No fue una alucinación colectiva, varios asistimos al momento en que casi nos roba la derecha. Por el centro de la ciudad iba más despacio, pero con algo de prisa. Claro, no había papa, las papas viajan dentro de sacos, no dentro del papamovil. Era el papamovil! si el papamovil pensé, el papamovil sin papa, el papa ya no es papa, ahora mezcla reguetón y se gana la vida.
Se hizo de día y ya no estaba el papamovil. Aunque la virgen de las mercedes le dio restart a la escena y todo volvió al inicio.

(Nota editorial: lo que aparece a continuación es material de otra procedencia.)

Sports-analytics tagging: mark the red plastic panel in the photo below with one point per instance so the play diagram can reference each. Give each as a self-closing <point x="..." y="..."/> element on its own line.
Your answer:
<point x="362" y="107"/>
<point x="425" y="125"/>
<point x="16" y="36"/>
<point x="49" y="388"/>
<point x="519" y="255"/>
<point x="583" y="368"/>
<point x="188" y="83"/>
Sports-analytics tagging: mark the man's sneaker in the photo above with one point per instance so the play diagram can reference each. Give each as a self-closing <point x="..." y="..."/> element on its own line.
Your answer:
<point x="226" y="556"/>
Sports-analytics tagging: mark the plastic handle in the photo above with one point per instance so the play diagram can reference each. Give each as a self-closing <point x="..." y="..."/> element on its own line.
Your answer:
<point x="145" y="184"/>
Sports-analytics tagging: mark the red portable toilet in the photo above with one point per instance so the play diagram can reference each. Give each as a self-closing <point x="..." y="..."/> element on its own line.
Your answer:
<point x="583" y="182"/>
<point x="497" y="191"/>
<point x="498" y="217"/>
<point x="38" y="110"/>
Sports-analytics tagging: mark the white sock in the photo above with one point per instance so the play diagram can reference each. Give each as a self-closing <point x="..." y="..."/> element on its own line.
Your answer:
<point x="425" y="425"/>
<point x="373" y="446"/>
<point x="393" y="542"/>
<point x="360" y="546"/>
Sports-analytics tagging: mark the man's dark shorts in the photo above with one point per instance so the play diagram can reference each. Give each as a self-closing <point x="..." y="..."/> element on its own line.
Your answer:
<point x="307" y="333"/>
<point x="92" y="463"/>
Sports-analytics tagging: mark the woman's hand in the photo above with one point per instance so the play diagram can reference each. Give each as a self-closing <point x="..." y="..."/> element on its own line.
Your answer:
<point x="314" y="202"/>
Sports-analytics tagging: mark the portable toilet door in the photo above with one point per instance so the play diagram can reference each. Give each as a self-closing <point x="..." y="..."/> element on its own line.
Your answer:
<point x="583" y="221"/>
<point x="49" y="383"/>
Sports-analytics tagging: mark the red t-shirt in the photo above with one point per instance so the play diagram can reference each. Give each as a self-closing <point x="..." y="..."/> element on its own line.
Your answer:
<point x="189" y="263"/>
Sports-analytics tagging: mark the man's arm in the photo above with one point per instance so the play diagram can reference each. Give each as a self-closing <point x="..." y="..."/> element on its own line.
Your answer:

Ilustre, ¿sabe que ahora en mérida el papamovil ruletea?. Lo vi en la calle, pulcro, blanco e iluminado de emociones. Si, era el papamovil on the run. El mismo donde vino el papa la última vez, no la de Guaicaran, esa no, la otra la que vino después. Claro no había papa en el potatomovil. Obvio, el papa se murió, creo que UD sabía. Estaba llenos de zamuros, blancos y negros, negros y blancos. No eran zamuros en blanco y negro, tampoco estoy tratando de DECIR que llevaban el blanco y el negro sobre el mismo traje. Eran Zamuros Blancos y Zamuros Negros. Albinos y Barloventeños, paseaban, y miraban con fingida sonrisa por la ventana.
Ya es hora de irme y quien sabe hasta cuando vuelva, si todo sale bien, y no se sale nada de control debería volver agarrado de la cola de mi próxima menstruación. A veces me llega cada 28 días, en otras pueden pasar hasta 2 meses. Pero por ahora, voy a esperar al papamovil de las 12:00. Es el que me deja más cerca de mi casa.